Building the Future: Community Manuals for Drug Addiction Prevention and Support

Published
May 7, 2014

Agency: DARE

This project provided community training manuals on drug addiction prevention and support to members of the refugee communities living on the Thai-Burma border and ultimately to people displaced within the country of Burma, also known as Myanmar, itself. The manuals are an update to DARE’s previous manuals, now over 10 years old, which were prepared and taught by members of the local refugee community. The previous set of manuals and the DARE program have proven successful in helping to combat the addiction crisis which has overtaken many of the displaced communities throughout Burma and South East Asia. These updated manuals are essential to DARE’s vision of expanding its reach and providing more sensitive treatment and education threatened by addiction.

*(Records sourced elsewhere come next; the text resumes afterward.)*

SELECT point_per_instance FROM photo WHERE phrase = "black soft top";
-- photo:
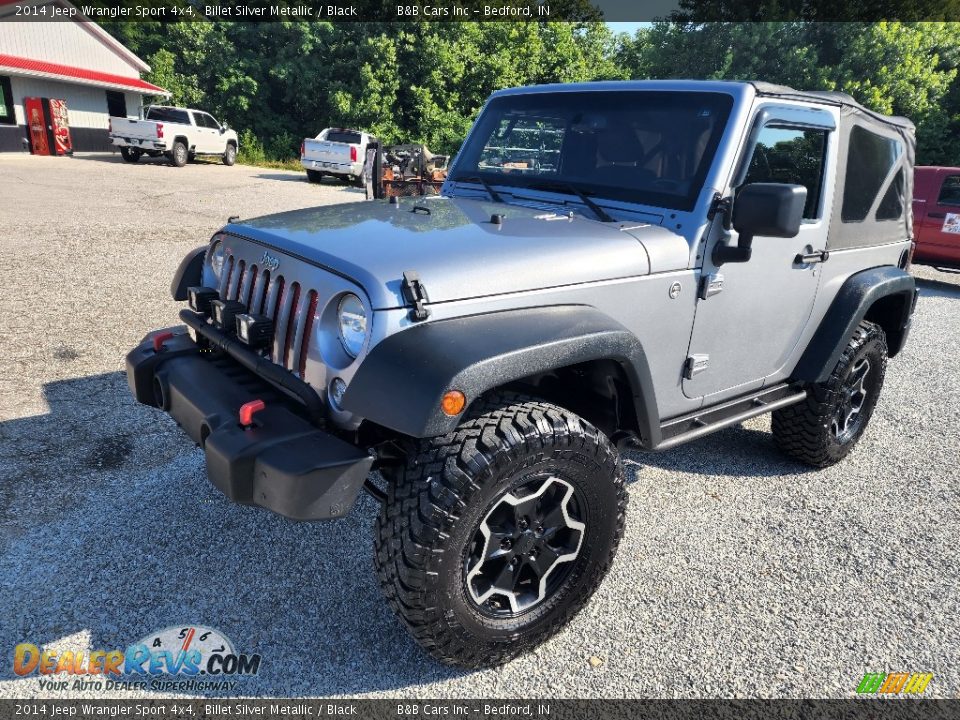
(831, 97)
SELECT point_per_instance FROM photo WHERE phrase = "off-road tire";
(130, 154)
(807, 431)
(179, 154)
(427, 527)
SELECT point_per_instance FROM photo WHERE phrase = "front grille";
(291, 307)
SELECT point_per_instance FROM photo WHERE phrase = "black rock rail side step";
(704, 421)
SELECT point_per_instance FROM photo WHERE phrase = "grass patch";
(272, 164)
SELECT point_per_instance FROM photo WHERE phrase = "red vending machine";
(48, 125)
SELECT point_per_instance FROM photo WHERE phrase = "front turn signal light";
(453, 402)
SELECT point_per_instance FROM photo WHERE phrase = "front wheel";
(179, 154)
(824, 428)
(130, 154)
(498, 533)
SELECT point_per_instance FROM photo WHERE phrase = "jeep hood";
(453, 246)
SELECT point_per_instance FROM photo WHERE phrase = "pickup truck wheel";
(824, 428)
(179, 154)
(499, 532)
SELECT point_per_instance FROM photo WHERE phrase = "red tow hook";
(159, 339)
(247, 411)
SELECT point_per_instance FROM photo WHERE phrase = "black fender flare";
(401, 382)
(189, 273)
(849, 308)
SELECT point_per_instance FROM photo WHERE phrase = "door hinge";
(694, 365)
(415, 293)
(711, 285)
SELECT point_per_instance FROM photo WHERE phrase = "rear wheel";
(498, 533)
(824, 428)
(179, 154)
(130, 154)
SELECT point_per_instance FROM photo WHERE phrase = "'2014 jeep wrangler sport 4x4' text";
(609, 264)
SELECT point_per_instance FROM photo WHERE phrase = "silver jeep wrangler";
(609, 265)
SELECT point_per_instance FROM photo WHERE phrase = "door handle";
(810, 258)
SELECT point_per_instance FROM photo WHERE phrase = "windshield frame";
(468, 167)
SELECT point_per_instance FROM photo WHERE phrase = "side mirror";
(766, 209)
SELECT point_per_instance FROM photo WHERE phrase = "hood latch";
(415, 293)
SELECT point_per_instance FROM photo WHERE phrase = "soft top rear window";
(344, 137)
(168, 115)
(648, 147)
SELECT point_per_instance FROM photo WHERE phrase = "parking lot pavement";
(741, 573)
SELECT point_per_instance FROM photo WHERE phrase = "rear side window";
(792, 156)
(168, 115)
(950, 192)
(344, 137)
(204, 120)
(891, 207)
(869, 159)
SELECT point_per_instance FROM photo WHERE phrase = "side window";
(950, 192)
(7, 115)
(869, 159)
(793, 156)
(891, 207)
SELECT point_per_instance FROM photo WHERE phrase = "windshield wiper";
(574, 190)
(494, 195)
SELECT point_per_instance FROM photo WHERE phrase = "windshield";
(646, 147)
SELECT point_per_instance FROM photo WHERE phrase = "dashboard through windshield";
(647, 147)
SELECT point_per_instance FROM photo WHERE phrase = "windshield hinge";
(416, 294)
(720, 206)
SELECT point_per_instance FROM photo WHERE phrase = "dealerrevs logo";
(190, 657)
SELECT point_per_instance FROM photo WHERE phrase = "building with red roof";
(49, 49)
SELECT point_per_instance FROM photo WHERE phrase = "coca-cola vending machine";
(48, 126)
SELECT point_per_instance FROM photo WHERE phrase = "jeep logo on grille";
(269, 262)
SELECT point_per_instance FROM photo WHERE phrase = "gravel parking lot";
(741, 573)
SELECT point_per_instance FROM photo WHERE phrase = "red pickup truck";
(936, 216)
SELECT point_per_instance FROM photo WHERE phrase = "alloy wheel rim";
(853, 395)
(522, 550)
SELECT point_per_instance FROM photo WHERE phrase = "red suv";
(936, 216)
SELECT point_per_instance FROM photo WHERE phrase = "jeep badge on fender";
(609, 265)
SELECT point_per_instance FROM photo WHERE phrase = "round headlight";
(216, 258)
(352, 318)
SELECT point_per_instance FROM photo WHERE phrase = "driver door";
(750, 315)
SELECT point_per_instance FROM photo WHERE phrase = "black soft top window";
(344, 136)
(870, 158)
(647, 147)
(168, 115)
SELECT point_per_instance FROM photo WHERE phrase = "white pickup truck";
(339, 152)
(179, 133)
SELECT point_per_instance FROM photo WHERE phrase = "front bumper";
(282, 462)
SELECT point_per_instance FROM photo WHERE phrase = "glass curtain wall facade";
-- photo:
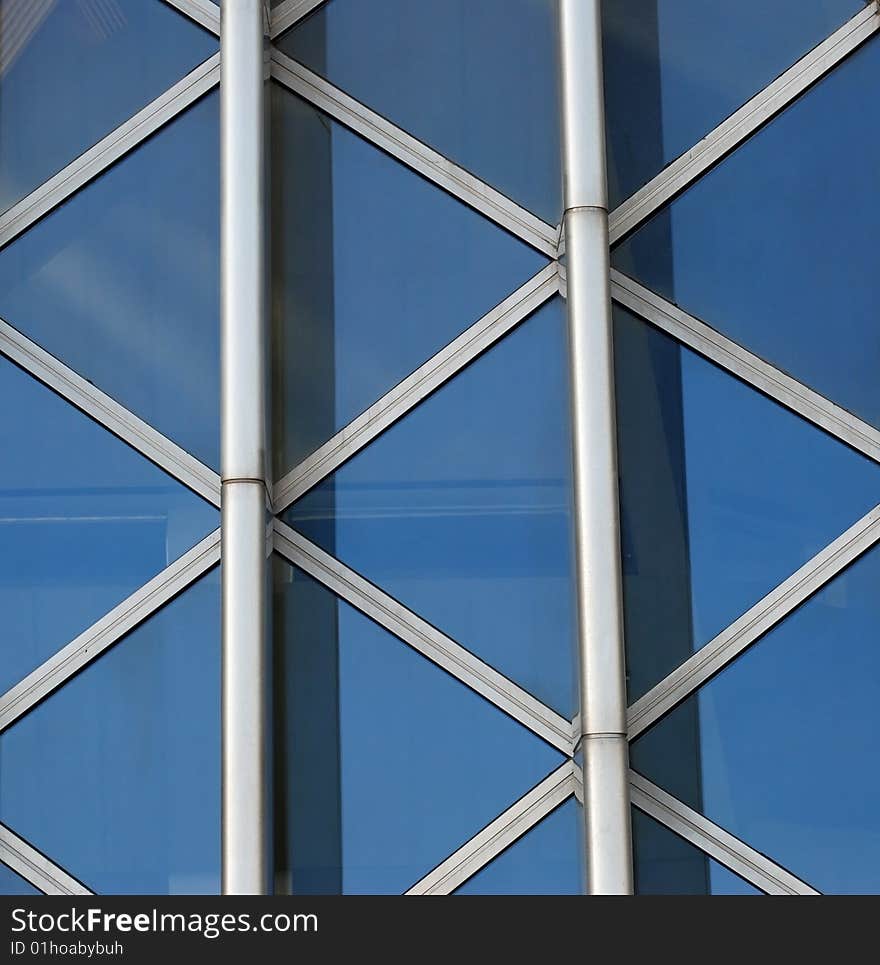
(423, 696)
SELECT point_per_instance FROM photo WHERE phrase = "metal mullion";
(754, 623)
(714, 841)
(110, 414)
(499, 835)
(122, 619)
(732, 357)
(426, 639)
(290, 12)
(412, 390)
(35, 867)
(414, 154)
(204, 12)
(774, 98)
(110, 149)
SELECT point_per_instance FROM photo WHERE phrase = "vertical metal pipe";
(596, 512)
(243, 432)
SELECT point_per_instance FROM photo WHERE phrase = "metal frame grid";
(565, 781)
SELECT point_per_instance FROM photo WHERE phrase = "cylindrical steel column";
(596, 513)
(243, 312)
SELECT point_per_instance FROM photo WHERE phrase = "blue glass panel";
(84, 521)
(666, 864)
(545, 861)
(778, 747)
(461, 510)
(117, 774)
(73, 71)
(387, 764)
(369, 292)
(724, 494)
(13, 884)
(749, 248)
(122, 281)
(674, 69)
(474, 79)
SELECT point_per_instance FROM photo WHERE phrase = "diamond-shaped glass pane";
(474, 79)
(117, 774)
(724, 494)
(387, 764)
(775, 246)
(73, 70)
(122, 281)
(84, 521)
(461, 510)
(777, 749)
(390, 270)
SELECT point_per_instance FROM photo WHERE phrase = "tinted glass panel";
(724, 494)
(84, 521)
(73, 70)
(390, 270)
(121, 282)
(545, 861)
(791, 276)
(674, 69)
(777, 748)
(117, 774)
(474, 79)
(13, 884)
(461, 510)
(387, 764)
(666, 864)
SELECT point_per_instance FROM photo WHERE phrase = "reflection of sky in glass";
(84, 521)
(475, 79)
(774, 247)
(121, 281)
(674, 69)
(545, 861)
(368, 294)
(117, 774)
(461, 510)
(424, 762)
(73, 70)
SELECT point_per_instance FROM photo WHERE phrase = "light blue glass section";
(778, 747)
(420, 763)
(122, 281)
(724, 494)
(461, 510)
(85, 520)
(474, 79)
(390, 270)
(666, 864)
(545, 861)
(117, 774)
(74, 70)
(778, 255)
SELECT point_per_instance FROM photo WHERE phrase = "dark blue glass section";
(386, 764)
(122, 281)
(474, 79)
(13, 884)
(666, 864)
(778, 747)
(390, 270)
(461, 510)
(777, 255)
(674, 69)
(84, 521)
(73, 71)
(545, 861)
(724, 494)
(117, 774)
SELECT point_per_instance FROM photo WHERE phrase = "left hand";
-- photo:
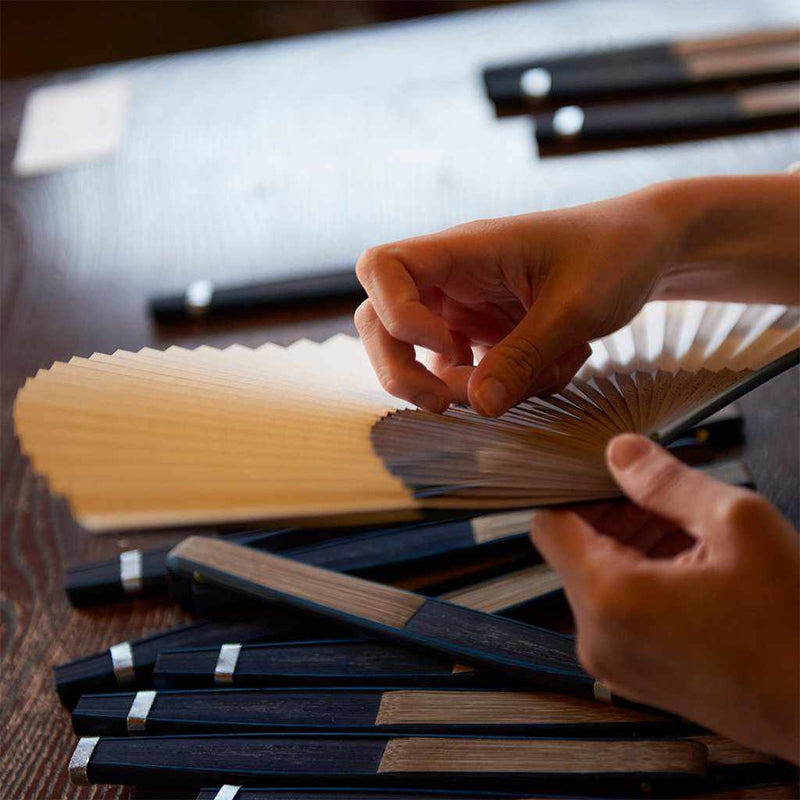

The manuals have been created and are being substantially updated to deal with the major addiction crisis among all communities, particular displaced communities, in Burma and the communities along the Thai-Burma border. The DARE program administrators are all members of the local community who understand the unique challenges that drug addiction presents to their community and who can better attend to those in need of support. The manuals are in the Burmese language and are protected from theft and damage so that they can be used for many years.

Additional information

REI has funded DARE programs for more than a decade. The DARE Network consists almost entirely of refugees from minority groups in Burma whose families have fled over the past several decades to escape ethnic violence in the country. DARE’s programs have been a glimmer of success in the growing struggle to combat drug addiction. With these manuals, DARE hopes to expand its reach and provide better training to drug addiction specialists and workers.

Results

DARE received 2000 printed copies of their 273 page training manual in the Burmese and Karen languages. The manual was printed and tested in the camps with one cycle of treatments. The DARE staff improved in many areas including translation, English comprehension, increased computer skills and increased knowledge of the program and treatments among many others. The manual allows DARE to reach more clients with standardized treatment and allow people to support their communities. DARE is seeing this manual used in the camps, inside Karen State and in other countries where refugees have settled.

Case Study

We have worked on the borderline for 15 years without a full manual. In 2002 and 2004 we started to create a manual, we used this for a few years but needed to add more after developing extra modules and feedback from the community. Since then we have been hoping for an opportunity to put all the knowledge together. We have so much knowledge from our time that we have learned and shared, that we decided that if we can put all the information together it will be so useful and much easier for our program, it will be our gift to the program. If ever DARE is gone, or we cannot reach somewhere, the manual will live on as a gift to the community.

Law La Say – Program Coordinator, manager of manual project, translator.